Greyhound bus services in western Canada and northwestern Ontario are scheduled to end by October 31, but Canada’s premiers are saying that they need more time to put alternative services into place.
According to a statement from Alberta Premier Rachel Notley, the Greyhound cancellation was discussed at the recent Council of the Federation meeting where multiple premiers raised the issue.
Notley herself made a statement earlier this week vowing to bring up the issue and work on a solution, which she followed up on in the most recent release.
“I am pleased to say we had a very good discussion. We know workers and students need access to jobs, universities and colleges. Women need access to secure and safe transportation. Seniors want to remain in their communities, but need access to health care. These same people contribute enormously to the well-being of all Canadians,” Notley said in the statement following the premiers’ meeting.
Notley also noted that the premiers agreed that it is a national issue that needs a “nation response,” so they plan to call on the federal government to work with the company to temporarily maintain Greyhound services until viable alternatives can be put into place by the provinces.
“That will give us the time we need to work together on a long-term solution.”

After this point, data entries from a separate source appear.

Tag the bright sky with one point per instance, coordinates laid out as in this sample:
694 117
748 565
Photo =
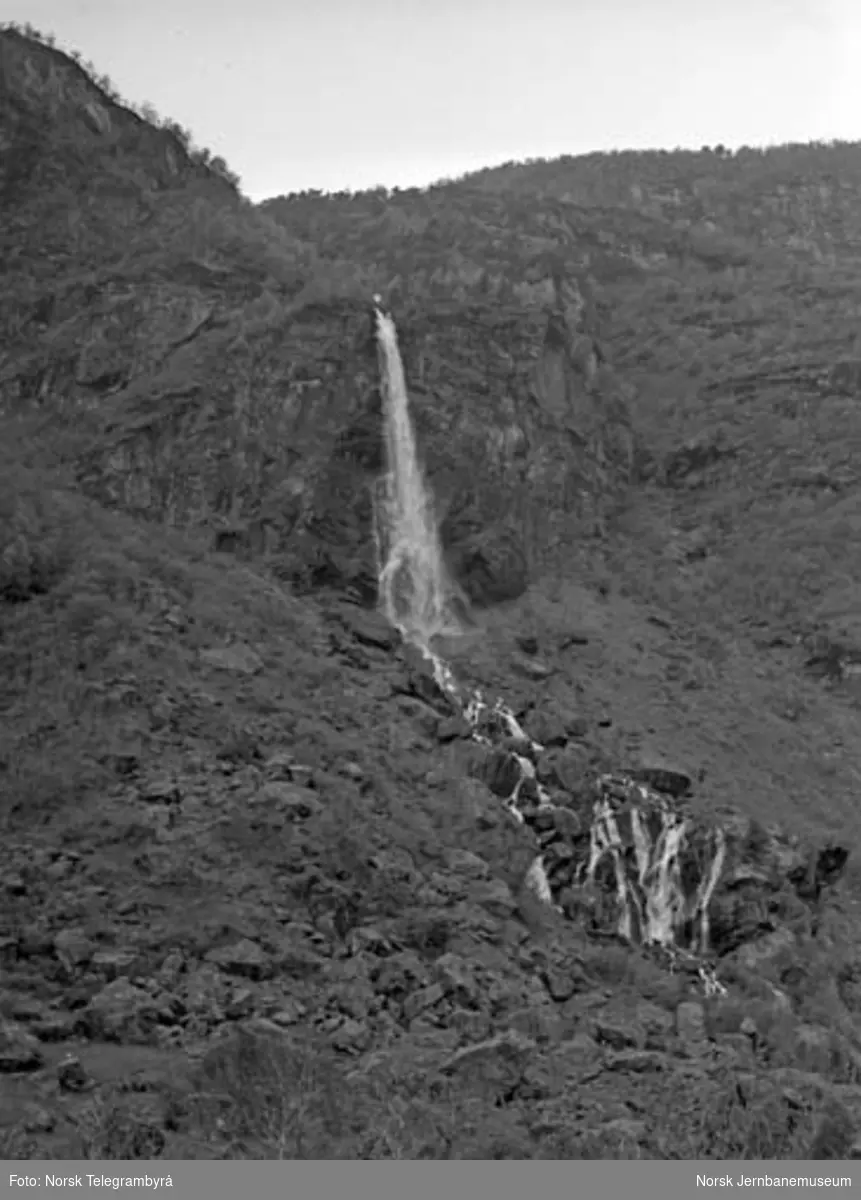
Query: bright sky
330 94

Prime Minister Justin Trudeau was in Nova Scotia earlier this week where he spoke to reporters about the issue.
Trudeau said the decision by Greyhound is “difficult for many people who live on the prairies, the ability of folks who are already struggling economically to visit family to travel for work, to get across the country, is going to mean meeting new challenges, as Greyhound takes its decision.”
He also said he asked Minister of Transport Marc Garneau to work with the provinces, the communities affected, and the company, to “try and see what paths forward there are.”
It was not stated by Notley how long would be needed to put these alternative services into place, though she mentioned that Alberta in particular already had some projects underway, with two in Camrose, one in Spirit River, and one in Grand Prairie.
“I will ask [Transportation] Minister [Brian] Mason to build on this initiative, and to continue working with his provincial and federal counterparts to assess best practices and develop a range of options for Alberta’s communities,” Notley said.
“I said we will not leave people stranded by the side of the road. And I mean it.”